A fresh flare-up in the India-Australia cricket psyche bubbled up in the IPL when Royal Challengers Bengaluru took on Sunrisers Hyderabad. During the post-match handshake, Virat Kohli appeared to deliberately ignore Travis Head, turning a routine moment into a talking point. On the field, barbs were traded and the usual sledges made the rounds, but the handshake snub provided the flashpoint.

Quick facts

  • Kohli and Head sparked a heated moment during RCB vs SRH, highlighted by Kohli ignoring Head during the handshake.
  • Gavaskar later compared the incident’s intensity to the earlier India-Australia “walk-off” episode at the 1981 MCG Test.
  • Sunil Gavaskar said nothing similar happened and that the details of the Kohli-Head moment must be understood from the players themselves.
  • Gavaskar linked his own 1981 anger not to an umpiring error, but to the aggressive reaction from certain Australian players, led by Dennis Lillee.
  • India ultimately won the 1981 Test on Australian soil, with Kapil Dev taking a famous five-wicket haul; Gavaskar was captain, while Allan Border later became Australia’s captain.

Kohli has been involved in fiery exchanges with Australian players both on the field and in the crowd, but the deeper tension between the two cricketing nations stretches much further back. It traces to the infamous “walk-off” incident at the 1981 MCG Test, when an incensed Sunil Gavaskar nearly pulled his team out of the contest after being furious with the Australians in the wake of an LBW call that went against him.

Gavaskar and Border revisit 1981

In a fresh revisit of that chapter, Gavaskar reunited with former Australia captain Allan Border on the Midwicket Stories talk-show. The duo discussed what unfolded during that afternoon at the MCG and reflected on how quickly emotions can take over when competitive instincts collide with controversy.

When asked to respond to the Kohli-Head incident in the shadow of the 1981 episode, Gavaskar played down any direct comparison. Speaking to reporters afterwards, he suggested the situation was not on the same level and that the full context of what was said and done would be best known by those involved.

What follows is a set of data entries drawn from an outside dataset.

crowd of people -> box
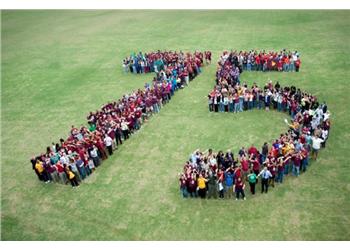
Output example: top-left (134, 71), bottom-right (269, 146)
top-left (180, 85), bottom-right (330, 199)
top-left (179, 51), bottom-right (328, 200)
top-left (215, 49), bottom-right (301, 77)
top-left (31, 50), bottom-right (209, 187)
top-left (122, 50), bottom-right (212, 77)
top-left (210, 50), bottom-right (301, 113)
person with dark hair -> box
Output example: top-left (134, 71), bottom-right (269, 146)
top-left (65, 166), bottom-right (79, 188)
top-left (104, 134), bottom-right (113, 156)
top-left (30, 156), bottom-right (42, 181)
top-left (258, 166), bottom-right (272, 193)
top-left (207, 170), bottom-right (218, 199)
top-left (234, 177), bottom-right (246, 200)
top-left (247, 170), bottom-right (257, 195)
top-left (197, 173), bottom-right (207, 199)
top-left (224, 167), bottom-right (234, 199)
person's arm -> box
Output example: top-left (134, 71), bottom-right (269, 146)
top-left (257, 170), bottom-right (262, 178)
top-left (268, 171), bottom-right (273, 178)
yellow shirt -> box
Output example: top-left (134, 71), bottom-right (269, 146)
top-left (68, 171), bottom-right (75, 180)
top-left (197, 177), bottom-right (206, 189)
top-left (35, 162), bottom-right (44, 173)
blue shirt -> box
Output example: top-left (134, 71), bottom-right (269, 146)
top-left (260, 169), bottom-right (272, 179)
top-left (225, 172), bottom-right (234, 186)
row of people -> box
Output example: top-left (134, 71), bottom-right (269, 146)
top-left (122, 50), bottom-right (212, 75)
top-left (208, 81), bottom-right (320, 116)
top-left (215, 49), bottom-right (301, 88)
top-left (31, 51), bottom-right (209, 187)
top-left (180, 82), bottom-right (330, 200)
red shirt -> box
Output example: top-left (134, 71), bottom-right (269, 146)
top-left (252, 160), bottom-right (260, 171)
top-left (241, 160), bottom-right (249, 172)
top-left (248, 146), bottom-right (258, 157)
top-left (235, 180), bottom-right (244, 190)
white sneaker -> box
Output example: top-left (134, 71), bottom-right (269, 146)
top-left (235, 198), bottom-right (238, 201)
top-left (244, 197), bottom-right (246, 200)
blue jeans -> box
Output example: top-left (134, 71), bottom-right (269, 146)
top-left (293, 164), bottom-right (300, 176)
top-left (78, 166), bottom-right (86, 180)
top-left (219, 102), bottom-right (224, 112)
top-left (229, 103), bottom-right (234, 112)
top-left (291, 111), bottom-right (295, 119)
top-left (277, 170), bottom-right (284, 183)
top-left (153, 104), bottom-right (159, 113)
top-left (301, 157), bottom-right (309, 172)
top-left (239, 97), bottom-right (244, 112)
top-left (290, 63), bottom-right (295, 72)
top-left (85, 166), bottom-right (91, 176)
top-left (257, 100), bottom-right (262, 109)
top-left (180, 187), bottom-right (188, 198)
top-left (247, 63), bottom-right (251, 71)
top-left (277, 102), bottom-right (282, 111)
top-left (234, 103), bottom-right (239, 113)
top-left (248, 101), bottom-right (253, 110)
top-left (284, 162), bottom-right (291, 175)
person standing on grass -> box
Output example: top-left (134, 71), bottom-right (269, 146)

“Nothing similar happened, nowhere to be compared. You will have to ask both of them what happened,” Gavaskar said. His point underscored how public moments can look similar from the outside, while the underlying circumstances may be very different.

“Anybody can snap…”

Gavaskar also offered his broader view on the nature of heated contests. In the heat of the moment, he argued, tempers flare and players can “snap” before cooler heads prevail.

He added that during his era there were no stump microphones, meaning the world never got an audio window into what was said between players. Now, with stump mics and other broadcast technologies, more of the raw interaction reaches spectators quickly, intensifying scrutiny around on-field confrontations.

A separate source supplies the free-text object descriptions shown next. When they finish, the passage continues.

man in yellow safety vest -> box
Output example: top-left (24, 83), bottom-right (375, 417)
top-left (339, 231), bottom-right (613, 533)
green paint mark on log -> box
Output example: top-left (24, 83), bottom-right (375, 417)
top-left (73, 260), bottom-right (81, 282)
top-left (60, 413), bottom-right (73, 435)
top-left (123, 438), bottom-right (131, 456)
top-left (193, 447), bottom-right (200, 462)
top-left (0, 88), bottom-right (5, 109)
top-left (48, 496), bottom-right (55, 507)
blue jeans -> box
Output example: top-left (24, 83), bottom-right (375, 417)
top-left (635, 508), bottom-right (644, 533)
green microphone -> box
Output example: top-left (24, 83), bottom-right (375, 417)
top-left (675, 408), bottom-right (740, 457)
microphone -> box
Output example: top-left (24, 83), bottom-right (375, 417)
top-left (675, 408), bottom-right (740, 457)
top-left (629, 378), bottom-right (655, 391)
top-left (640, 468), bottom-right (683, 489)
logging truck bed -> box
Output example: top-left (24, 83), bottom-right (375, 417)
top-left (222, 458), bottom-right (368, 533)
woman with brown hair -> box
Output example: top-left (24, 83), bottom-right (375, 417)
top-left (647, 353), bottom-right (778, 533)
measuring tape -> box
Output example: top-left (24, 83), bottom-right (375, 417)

“In the heat of the moment things happen, anybody can snap. During our time there weren’t stump mics, so nothing went out. But with stump mics you can hear what goes on. At the end of the day, when you play for your country, you give just about everything, lood, sweat toil, and tears,” Gavaskar said.

That conversation with Border became a return trip to the specifics of 1981. Gavaskar reiterated that his anger at the time was not rooted in the belief that the decision was wrong—he maintained he had an inside edge onto his pad. Instead, he pointed to the way certain Australian players responded at the end of a 165-run opening partnership with Chetan Chauhan, with Dennis Lillee leading the escalation in aggression.

Gavaskar explained that what took place eventually reached the public only after a delay, but modern platforms have shortened that gap. “Everything goes to the public domain a lot sooner… the clip that you saw of 1981, there have been videos of the 1981 incident, but two people in AB and me talking about it, that’s probably the first time where people got to know what happened, so it’s taken that long,” he said, before adding that social media now makes such incidents surface far more immediately.

“But now thanks to social media, it’s probably a lot more immediate in how it will come through,” Gavaskar added.

Still, the final outcome of that 1981 match belonged to India. The visitors clinched their third Test win on Australian soil, powered by Kapil Dev’s legendary five-wicket haul. Gavaskar captained the side in that game, while Allan Border would later take charge for Australia, beginning a line of combative leaders that would come to define the team’s edge Down Under.